The system preferably includes a user interface to be coupled to or coupled to the output interface of the system or processor (processing circuit). Exemplifying user interfaces include a display device having an input for coupling to the output interface and receiving the result data to generate a display of images or the result visible to a user.

Functions and methods related to e.g., image and/or data processing and/or data or image generation described herein can be implemented in a computer program, software, or firmware incorporated in a non-transitory computer-readable storage medium and/or downloadable from a communications network for execution by a general-purpose computer, processor or processor circuit.

A computer program, software or firmware may thus be stored/distributed on a suitable medium an optical storage medium or a solid-state medium supplied together with or as part of other hardware. Examples of non-transitory computer-readable storage media include a read only memory (ROM,) such as electrically programmable ROM (EPROM), electrically erasable programmable ROM (EEPROM or a random access memory (RAM) such as Dynamic RAM (DRAM) or static RAM (SRAM) , a register, cache memory, semiconductor memory devices, magnetic media such as internal hard disks and removable disks, magnetooptical media, and optical media such as CD-ROM disks, and digital versatile disks (DVDs). The medium may be a memory of the system accessible by the processor or processor circuit of the system. Alternatively, or additionally a computer program, software or firmware may be stored and distributed and downloadable from communications network such as wide area network (WAN), local area network (LAN) or Wireless LAN (WLAN) , such as the Internet or via other wired or wireless telecommunication systems such as for example 3G, 4G, or 5G networks.

The system may operate at low frame rates, e.g. 20 frames per second or less, and for a short duration such as 20 seconds or less, such as 10 seconds or less. The PPG perfusion may be based on infrared or near-infrared, or other wavelengths such as green.
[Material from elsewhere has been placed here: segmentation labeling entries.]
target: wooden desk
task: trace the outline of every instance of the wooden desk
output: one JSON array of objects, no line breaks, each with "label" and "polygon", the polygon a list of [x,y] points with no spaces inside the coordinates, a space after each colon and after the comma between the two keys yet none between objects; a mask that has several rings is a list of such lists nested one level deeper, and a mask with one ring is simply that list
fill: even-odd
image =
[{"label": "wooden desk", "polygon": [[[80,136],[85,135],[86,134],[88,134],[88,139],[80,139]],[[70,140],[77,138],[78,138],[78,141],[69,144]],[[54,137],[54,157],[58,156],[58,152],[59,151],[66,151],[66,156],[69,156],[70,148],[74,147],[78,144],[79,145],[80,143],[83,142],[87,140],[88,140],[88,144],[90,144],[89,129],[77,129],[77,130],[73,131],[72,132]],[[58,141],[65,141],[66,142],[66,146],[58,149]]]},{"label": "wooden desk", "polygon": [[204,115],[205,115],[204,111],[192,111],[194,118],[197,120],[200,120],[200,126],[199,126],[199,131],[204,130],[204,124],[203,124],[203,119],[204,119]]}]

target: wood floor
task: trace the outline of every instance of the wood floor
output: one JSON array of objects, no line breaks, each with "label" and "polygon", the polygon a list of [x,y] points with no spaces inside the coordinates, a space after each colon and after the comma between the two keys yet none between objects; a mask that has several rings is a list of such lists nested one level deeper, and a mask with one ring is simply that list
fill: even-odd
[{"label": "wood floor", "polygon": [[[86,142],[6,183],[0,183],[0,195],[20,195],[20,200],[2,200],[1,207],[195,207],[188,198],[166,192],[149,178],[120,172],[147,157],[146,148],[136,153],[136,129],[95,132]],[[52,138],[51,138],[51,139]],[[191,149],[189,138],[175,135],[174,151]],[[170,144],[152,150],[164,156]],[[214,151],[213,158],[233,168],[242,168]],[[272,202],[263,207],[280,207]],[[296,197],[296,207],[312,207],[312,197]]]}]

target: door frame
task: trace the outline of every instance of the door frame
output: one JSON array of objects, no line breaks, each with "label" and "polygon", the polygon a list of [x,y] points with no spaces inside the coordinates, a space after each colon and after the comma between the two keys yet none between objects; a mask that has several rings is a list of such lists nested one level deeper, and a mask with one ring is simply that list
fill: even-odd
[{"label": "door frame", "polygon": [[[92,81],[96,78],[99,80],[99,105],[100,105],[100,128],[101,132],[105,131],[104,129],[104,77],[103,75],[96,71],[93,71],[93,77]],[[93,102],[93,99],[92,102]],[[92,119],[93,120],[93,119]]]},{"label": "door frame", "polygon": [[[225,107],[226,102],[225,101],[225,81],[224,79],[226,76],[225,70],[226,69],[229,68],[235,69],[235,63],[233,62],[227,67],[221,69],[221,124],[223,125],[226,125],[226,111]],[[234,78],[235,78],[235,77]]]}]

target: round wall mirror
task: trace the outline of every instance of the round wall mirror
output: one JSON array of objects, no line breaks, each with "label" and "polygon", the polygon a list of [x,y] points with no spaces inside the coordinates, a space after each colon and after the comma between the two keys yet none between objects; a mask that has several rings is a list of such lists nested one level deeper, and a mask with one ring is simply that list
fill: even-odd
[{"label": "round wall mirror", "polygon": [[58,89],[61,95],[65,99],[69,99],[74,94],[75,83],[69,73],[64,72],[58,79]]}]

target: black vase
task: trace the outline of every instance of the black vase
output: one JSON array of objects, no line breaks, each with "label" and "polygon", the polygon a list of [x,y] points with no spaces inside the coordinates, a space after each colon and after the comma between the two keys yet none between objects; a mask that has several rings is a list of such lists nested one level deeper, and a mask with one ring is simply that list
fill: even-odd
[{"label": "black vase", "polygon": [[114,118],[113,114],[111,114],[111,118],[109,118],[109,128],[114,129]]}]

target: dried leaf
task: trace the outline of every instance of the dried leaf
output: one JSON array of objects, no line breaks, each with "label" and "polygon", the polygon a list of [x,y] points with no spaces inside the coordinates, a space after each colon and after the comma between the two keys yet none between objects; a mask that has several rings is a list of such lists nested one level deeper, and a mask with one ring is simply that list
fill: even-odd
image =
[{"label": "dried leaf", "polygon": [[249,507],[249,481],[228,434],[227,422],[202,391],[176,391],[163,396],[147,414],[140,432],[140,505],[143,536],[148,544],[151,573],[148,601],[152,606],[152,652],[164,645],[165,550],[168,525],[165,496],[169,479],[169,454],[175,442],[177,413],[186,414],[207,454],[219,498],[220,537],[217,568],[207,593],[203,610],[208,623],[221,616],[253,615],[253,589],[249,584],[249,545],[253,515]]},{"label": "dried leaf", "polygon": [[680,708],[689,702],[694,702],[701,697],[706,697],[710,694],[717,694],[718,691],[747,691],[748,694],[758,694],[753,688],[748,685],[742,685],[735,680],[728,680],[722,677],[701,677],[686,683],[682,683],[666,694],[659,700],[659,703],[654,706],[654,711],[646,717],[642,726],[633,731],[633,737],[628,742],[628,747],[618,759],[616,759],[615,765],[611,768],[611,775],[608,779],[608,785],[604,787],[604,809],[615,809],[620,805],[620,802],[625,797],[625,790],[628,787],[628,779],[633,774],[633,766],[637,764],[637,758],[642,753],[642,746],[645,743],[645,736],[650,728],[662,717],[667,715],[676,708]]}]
Multiple wavelengths may be used to obtain a better PPG signal.

A computer program may be stored/distributed on a suitable medium, such as an optical storage medium or a solid-state medium supplied together with or as part of other hardware, but may also be distributed in other forms, such as via the Internet or other wired or wireless telecommunication systems.

If the term "adapted to" is used in the claims or description, it is noted the term "adapted to" is intended to be equivalent to the term "configured to". If the term "arrangement" is used in the claims or description, it is noted the term "arrangement" is intended to be equivalent to the term "system", and vice versa.

Variations to the disclosed embodiments can be understood and effected by those skilled in the art in practicing the claimed invention, from a study of the drawings, the disclosure and the appended claims. In the claims, the word "comprising" does not exclude other elements or steps, and the indefinite article "a" or "an" does not exclude a plurality.

The mere fact that certain measures are recited in mutually different dependent claims does not indicate that a combination of these measures cannot be used to advantage.

Any reference signs in the claims should not be construed as limiting the scope.